Figure 4 represents the clusters of symptoms that were correlated with fatigue in ME/CFS in our study and indicates some potential pathophysiological mechanisms which could contribute to the development of ME/CFS and post-COVID syndrome. The latter, in our opinion, is similar in many respects to post-infectious ME/CFS cases reported back in the 20th century. At the same time, the hypotheses which are reflected in the Figures need to be confirmed in further studies.

5. Conclusions

1. Among patients with symptoms persisting for more than 12 weeks after recovery from acute COVID-19, 100% of individuals met the diagnostic criteria for ME/CFS, which confirms the presence of a close relationship between post-COVID syndrome and ME/CFS.

2. We found a statistically significant positive relationship between fatigue that does not get better with adequate rest and 20 other symptoms of ME/CFS related to the domains of “post-exertional exhaustion” (7 symptoms), “immune dysfunction” (4 symptoms), “sleep disturbances” (4 symptoms), “dysfunction of the autonomic nervous system” (2 symptoms), “neurological sensory/motor disorders” (2 symptoms), and “pain syndromes” (1 symptom). These data not only agree with the concept of ME/CFS as a disease with neuroimmune pathogenesis but also allow us to make assumptions about the approaches to the diagnosis, treatment, and organization of care for patients with ME/CFS.

3. There was no correlation between anxiety/depressive symptoms and the severity of fatigue in ME/CFS. This can indirectly show that fatigue in ME/CFS is not a consequence of primary mental disorders.

4. Immune dysfunction was detected in 12/12 patients with ME/CFS (100%) based on the analysis of the results of the laboratory screening immunological evaluation.

5. The prevalence of POTS in patients with ME/CFS, especially with ME/CFS of the post-COVID-19 nature, is high. Still, POTS in this group of patients can be difficult to diagnose due to its delayed occurrence in the active orthostatic test.

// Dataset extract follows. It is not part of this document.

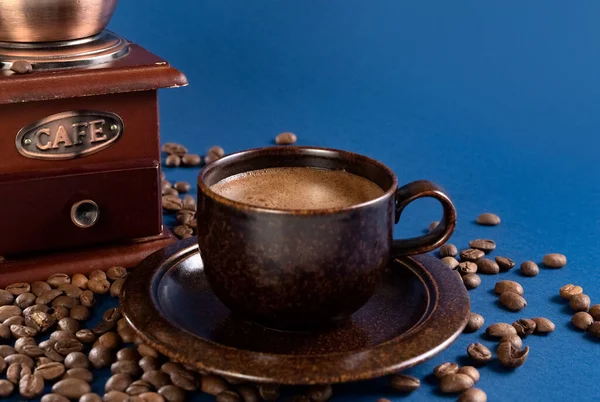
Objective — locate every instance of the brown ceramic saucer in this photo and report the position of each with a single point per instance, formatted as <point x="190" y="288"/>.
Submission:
<point x="418" y="311"/>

6. Changes in microcirculation in ME/CFS (including ME/CFS of the post-COVID-19 nature) identified with the LDF method correspond to the hyperemic form of microcirculation disorders which is generally observed in acute inflammatory response or in case of the systemic vasoconstriction failure. It seems that increased vascular resistance may occur later in the disease course due to the chronic inflammatory process.